Tuesday, May 17, 2011

Why economic growth could be good for gold prices...


Why economic growth could be good for gold prices...

JOHN KAISER has proposed a graphic model that relates the value of all above-ground gold stock to global Gross Domestic Product (GDP), thereby explaining why higher real Gold Prices — even with a recovering American economy — will be the new reality.

Kaiser, a mining analyst with over 25 years' experience, is editor of Kaiser Research Online. He specializes in high-risk speculative Canadian securities and the resource sector is the primary focus for an investment approach he developed that combines his "bottom-fishing strategy" with his "rational speculation model."

He shares his projections about where both Gold Prices and the US economy could be going in the future in this interview with The Gold Report.

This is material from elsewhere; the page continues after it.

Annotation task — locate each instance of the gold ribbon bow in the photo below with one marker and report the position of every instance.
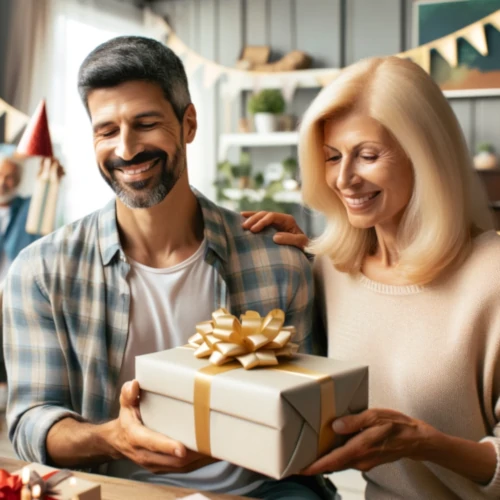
(255, 341)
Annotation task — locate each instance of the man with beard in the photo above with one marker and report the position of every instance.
(134, 278)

The Gold Report: Intel Cofounder Andy Grove wrote an article in BusinessWeek bemoaning the fact that US entrepreneurs in both the hightech and cleantech realm have become inefficient in the return of jobs created per investment Dollar basis. He said companies hire fewer employees as more work is done by outside contractors, usually in Asia. He suggested this is a problem not only for low-grade production jobs but also robs the US of its innovation edge, hurting the country's overall economic prospects for the future.

Your economic research illustrates this manufacturing decline and shows the value of gold stock values over the last four decades mirroring the US GDP. Why is consolidating manufacturing and research important for US and global growth and how is it linked to the Gold Price?

John Kaiser: A lack of physical manufacturing stifles innovation because without access to support facilities, machine shops, test labs and other resources normally associated with a full-scale manufacturing operation, creative people don't see problems, quickly test solutions and have the ability to bring products to scale in a controlled environment. Cut off from manufacturing operations, development stalls.